Researchers Create An Artificial Skin That Can Sense Changes In Temperature


Dr. Alfredo Carpineti

Senior Staff Writer & Space Correspondent

clockJan 30 2017, 20:06 UTC


Engineers and scientists from Caltech and ETH Zurich were able to construct a new material that can feel temperature differences, which could possibly be used in prosthetic limbs to act as a sensitive artificial skin.

The material, as reported in Science Robotics, uses a mechanism that is akin to the pit organ in vipers. The researchers were studying synthetic wood when they discovered that a molecule, pectin, played a role in generating an electrical impulse when exposed to changes in temperature.

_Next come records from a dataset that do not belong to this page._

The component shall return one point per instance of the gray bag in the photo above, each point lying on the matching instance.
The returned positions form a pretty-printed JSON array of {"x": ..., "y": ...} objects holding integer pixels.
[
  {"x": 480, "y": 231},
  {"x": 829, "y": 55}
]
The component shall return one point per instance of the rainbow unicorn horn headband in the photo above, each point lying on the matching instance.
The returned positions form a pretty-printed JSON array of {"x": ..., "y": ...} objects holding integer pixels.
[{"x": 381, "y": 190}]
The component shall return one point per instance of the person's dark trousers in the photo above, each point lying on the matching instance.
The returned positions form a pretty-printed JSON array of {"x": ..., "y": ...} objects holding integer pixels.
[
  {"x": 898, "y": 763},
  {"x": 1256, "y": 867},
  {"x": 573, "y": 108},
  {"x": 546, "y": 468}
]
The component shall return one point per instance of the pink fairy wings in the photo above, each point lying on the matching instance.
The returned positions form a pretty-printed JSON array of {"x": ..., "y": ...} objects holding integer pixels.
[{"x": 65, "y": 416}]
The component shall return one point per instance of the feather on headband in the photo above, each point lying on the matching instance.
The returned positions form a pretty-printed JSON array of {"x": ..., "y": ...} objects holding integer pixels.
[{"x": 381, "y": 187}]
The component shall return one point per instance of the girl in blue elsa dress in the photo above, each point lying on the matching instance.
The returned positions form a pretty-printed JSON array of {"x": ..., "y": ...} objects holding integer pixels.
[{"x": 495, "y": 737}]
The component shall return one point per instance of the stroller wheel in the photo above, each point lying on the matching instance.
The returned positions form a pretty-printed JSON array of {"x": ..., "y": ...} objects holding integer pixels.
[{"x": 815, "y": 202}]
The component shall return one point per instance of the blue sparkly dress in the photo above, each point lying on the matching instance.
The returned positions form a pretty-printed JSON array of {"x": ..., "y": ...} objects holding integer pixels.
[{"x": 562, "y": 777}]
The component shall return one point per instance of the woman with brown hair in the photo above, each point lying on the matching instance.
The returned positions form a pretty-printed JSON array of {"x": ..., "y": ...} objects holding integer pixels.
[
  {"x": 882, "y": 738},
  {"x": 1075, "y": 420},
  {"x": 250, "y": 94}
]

The team subsequently developed a flexible film of pectin and water that is thin and transparent. The material can be made as thin as 20 microns (about the diameter of a human hair) and is sensitive to changes in temperature that fall between 10 and 55°C (50 and 131°F).

"Pectin is widely used in the food industry as a jellifying agent; it's what you use to make jam," senior author Chiara Daraio, professor of mechanical engineering and applied physics at Caltech, said in a statement. "So it's easy to obtain and also very cheap."

Pectin molecules are long chains weakly bonded together and they contain calcium ions. When temperatures increase, the chain breaks and the ions are free to move. Either the higher number of free ions or their newfound freedom (the researchers suspect both) allow for the material to have a reduced electrical resistance.

The material can detect changes as subtle as 0.01°C (0.018°F) over the temperature range – almost 10 times more sensitive than previously developed electronic skin and 100 times more responsive.


And it’s not just for artificial skin. The material could also be used as a smart dress wound. Since infections raise temperatures in the body, the material can be used as a signal to medical practitioners that something is affecting the wound.

The researchers are also looking into extending its capabilities to higher temperatures, not just for direct human application but for use in industry, consumer electronics, and even in robots.